コードが引っかかって大変、銃撃戦の真ん中にスイッチがあって大変、データを入れるところと送るためのコンソールのあるところが別場所で大変、って、さすがに作意があからさま過ぎる。
そのせいで、3人死ぬしね。
この緩さがスターウォーズ感でもあるけどねー。
あと、エピソード4につなげるために、全員死ぬってのもなぁ、
大けがで、機械の体になって、戦いにはもう参加できないって人がいて欲しかった。玉砕作戦だから、無理なのも分かるけど。
ただ、別のスピンオフで、『ヤング・ハンソロ』が作られるので、時間軸的にジン・アーソやキャシアン・アンドーの幼い頃、チアルートとベイズの若い頃が出てくる可能性はあるのかも。現キャストの可能性は薄いけど。
最後のデス・スターによる爆発バックで抱き合った二人が死ぬのは、『ターミネーター2』のような『アビス』ようで意外と『トゥルーライズ』だったりして。
どれにしても、ジェームズ・キャメロン作品を思い起こさせる。
インタビューからの抜粋。
「ジョージ・ル-カス監督は、様々な素材を集めて、一つの鍋に詰めて、かき混ぜ、それらを溶け合わせるのが上手でした。そうすることで、元ネタは分からなくさせつつ、直感的に"アリ"と感じられるものを生み出してきたのです」
「正直に話すと、本当に多くをのものを盗んでいますが、そこは許してほしいです」
ギャレス・エドワーズの欠点が今回も出ている。
それは、彼は空間配置を説明するのが上手くないこと。
『モンスターズ/地球外生命体』でも、現在どのくらいの位置にいるかが全然、わからない。
『GODZILLA ゴジラゴジラ』(2015)でも、ハワイでは電車と空港とゴジラと軍隊の位置関係、最終決戦でも海までの距離がよくわからない。
『ローグワン』でも、宇宙船と寺町、船と研究所、マスタースイッチとコードの位置関係がよくわからない。
『モンスターズ』は直線の旅だから、分からないのも味だし、『ゴジラ』もわからないからこそ、ゴジラが脅威に感じなくもない。
だが、今回に関してはその位置関係がその絶望や決死行が分かりづらいので、燃えが減っている。
研究所星で道半ばのチアルートたちもそう。
EP4では、それをフレーム表示の地図や誘導のセリフで表現していた。
ジョージ・ルーカスは距離の表現は結構凝る作家で、それはスターウォーズの巨大さや冒険感を強調していた。

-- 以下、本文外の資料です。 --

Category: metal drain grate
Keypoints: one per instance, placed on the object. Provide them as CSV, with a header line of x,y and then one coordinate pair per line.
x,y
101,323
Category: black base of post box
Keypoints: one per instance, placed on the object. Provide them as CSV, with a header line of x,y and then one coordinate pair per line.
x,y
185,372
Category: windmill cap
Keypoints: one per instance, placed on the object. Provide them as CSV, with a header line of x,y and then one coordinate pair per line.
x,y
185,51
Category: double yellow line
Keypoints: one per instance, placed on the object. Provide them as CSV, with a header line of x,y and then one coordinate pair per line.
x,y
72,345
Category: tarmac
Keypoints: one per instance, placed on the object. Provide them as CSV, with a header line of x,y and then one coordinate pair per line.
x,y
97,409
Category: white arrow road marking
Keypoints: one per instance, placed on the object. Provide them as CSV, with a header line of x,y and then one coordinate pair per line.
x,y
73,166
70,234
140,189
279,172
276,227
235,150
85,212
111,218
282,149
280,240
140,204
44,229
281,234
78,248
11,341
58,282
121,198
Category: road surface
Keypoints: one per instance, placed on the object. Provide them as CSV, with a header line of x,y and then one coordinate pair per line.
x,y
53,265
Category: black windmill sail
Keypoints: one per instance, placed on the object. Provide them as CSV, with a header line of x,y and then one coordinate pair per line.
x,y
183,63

最初のどんどん星が変わって、登場人物を描くのは、70年代頃(つまり、エピソード4公開の頃)の戦争大作の感じで、思い出しワクワク。
個人的な思いを深く追わずに行動で見せるのも、その当時の語り口よね。
ギャレス・エドワーズって、古典映画の引用が好きなんだよね。
『モンスターズ/地球外生命体』も30年代の『或る夜の出来事』の怪獣映画版だったものね。
古典の語りを今の観客に合わせ過ぎずに使えるからこそ、今回の起用になったんじゃないかな。
でも、キャシアン登場の星の雑踏は、80年代の『ブレードランナー』の引用かも。
だけど、70年代が舞台の『アルゴ』でも似た雑踏のシーンがあったから、そもそも『ブレードランナー』がそこら辺の映画のイメージをSF化させた可能性もあるしなぁ。
『エクソシスト』とか『インディー・ジョーンズ』でも似た感じあったしね。
そういう映画的伝承を簡単に数本の映画から持ってきたって感じで語りすぎるのは、映画文化を貧しくする気もします。
ジンとソウ・ゲレラの過去の交流がもう一シーン、例えば、銃を渡すシーンとか、ああれば、よかったのではないか。
キャシアン・アンドーは孤児でもあって(他のメンバーもそうかもしれない。クローン戦争は多くの戦争孤児を生んだであろう)、同じ孤児(父親はいるが離れている)の彼女へのシンクロが狙撃に悩んだ一因ではないだろうか。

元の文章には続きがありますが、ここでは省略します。